Epigrammata, twelve books of short poems.
  • Lasciva est nobis pagina, vita proba.
    • My poems are naughty, but my life is pure. - Liber I, iv.

  • Sera nimis vita est crastina: vive hodie.
    • Translation: Tomorrow's life is too late. Live today.
    • I, 15

  • Stop abusing my verses, or publish some of your own.
    • I, 91

  • You complain, friend Swift, of the length of my epigrams, but you yourself write nothing. Yours are shorter.
    • I, 110

  • Invitas nullum nisi cum quo, Cotta, lavaris
    et dant convivam balnea sola tibi
    mirabar quare numquam me, Cotta, vocasses:
    iam scio me nudum displicuisse tibi.
    • Translation: You invite no one except (someone) with whom you are bathed, Cotta
      And only baths provide guest(s) for you.
      I was wondering why you had never called me, Cotta:
      Now I know that nude me was displeasing to you.
    • I, 23

  • I do not love thee, Sabidius, nor can I say why; this only I can say, I do not love thee.
    • I, 32, reported in Bartlett's Familiar Quotations, 10th ed. (1919). Compare "I do not love thee, Doctor Fell, The reason why I cannot tell; But this alone I know full well, I do not love thee, Doctor Fell", Tom Brown, Laconics.

  • Conceal a flaw, and the world will imagine the worst.
    • III, 42

  • The bee enclosed and through the amber shown
    Seems buried in the juice which was his own.
    • IV, 32, reported in Bartlett's Familiar Quotations, 10th ed. (1919). Compare "Whence we see spiders, flies, or ants entombed and preserved forever in amber, a more than royal tomb", Francis Bacon,Historia Vitæ et Mortis; Sylva Sylvarum, Cent. i. experiment 100.

  • You ask what a nice girl will do? She won't give an inch, but she won't say no.
    • IV, 71

  • Nullos esse deos, inane caelum
    Adfirmat Segius: probatque, quod se
    Factum, dum negat haec, videt beatum.
    • Selius affirms, in heav'n no gods there are: And while he thrives, and they their thunder spare, His daring tenet to the world seems fair. -Anon, 1695
    • Liber IV, xxi

  • Si post fata venit gloria, non propero.
    • If glory comes after death, I hurry not. - Liber V, x; (Trans. Zachariah Rush)

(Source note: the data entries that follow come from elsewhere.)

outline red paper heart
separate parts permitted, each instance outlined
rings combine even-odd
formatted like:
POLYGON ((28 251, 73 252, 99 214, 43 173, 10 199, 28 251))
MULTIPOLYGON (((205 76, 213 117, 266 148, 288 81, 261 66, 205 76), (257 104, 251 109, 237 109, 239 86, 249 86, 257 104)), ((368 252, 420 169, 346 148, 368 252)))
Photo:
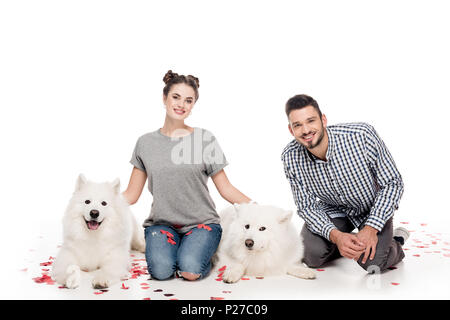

  • Nobis pereunt et imputantur.
    • Translation: They [the hours] pass by, and are put to our account.
    • V, 20, line 13
    • This phrase is often found as an inscription on sundials.

  • A man who lives everywhere lives nowhere.
    • V, 73

  • Laudas balnea versibus trecentis
    Cenantis bene Pontici, Sabelle.
    Vis cenare, Sabelle, non lavari.
    • Translation: You praise, in 300 verses, Sabellus, the baths of Ponticus, who gives such excellent dinners. You wish to dine, Sabellus, not to be bathed.
    • IX, 19

  • Virtue extends our days: he lives two lives who relives his past with pleasure.
    • X, 23. Alternatively translated as "The good man prolongs his life; to be able to enjoy one’s past life is to live twice", in Bartlett's Familiar Quotations, 10th ed. (1919). Compare "For he lives twice who can at once employ / The present well, and e'en the past enjoy", Alexander Pope, Imitation of Martial.

  • Neither fear your death's day nor long for it.
    • X, 47. Alternatively translated as "Neither fear, nor wish for, your last day", in Bartlett's Familiar Quotations, 10th ed. (1919). Compare "Nor love thy life, nor hate; but what thou liv'st / Live well: how long or short permit to heaven", John Milton, Paradise Lost, book xi, line 553.

  • Difficilis facilis iucundus acerbus es idem:
    Nec tecum possum vivere nec sine te.
    • Translation: Difficult easy-going, likewise you are sweet [and] sour: I am able to live neither with you nor without you.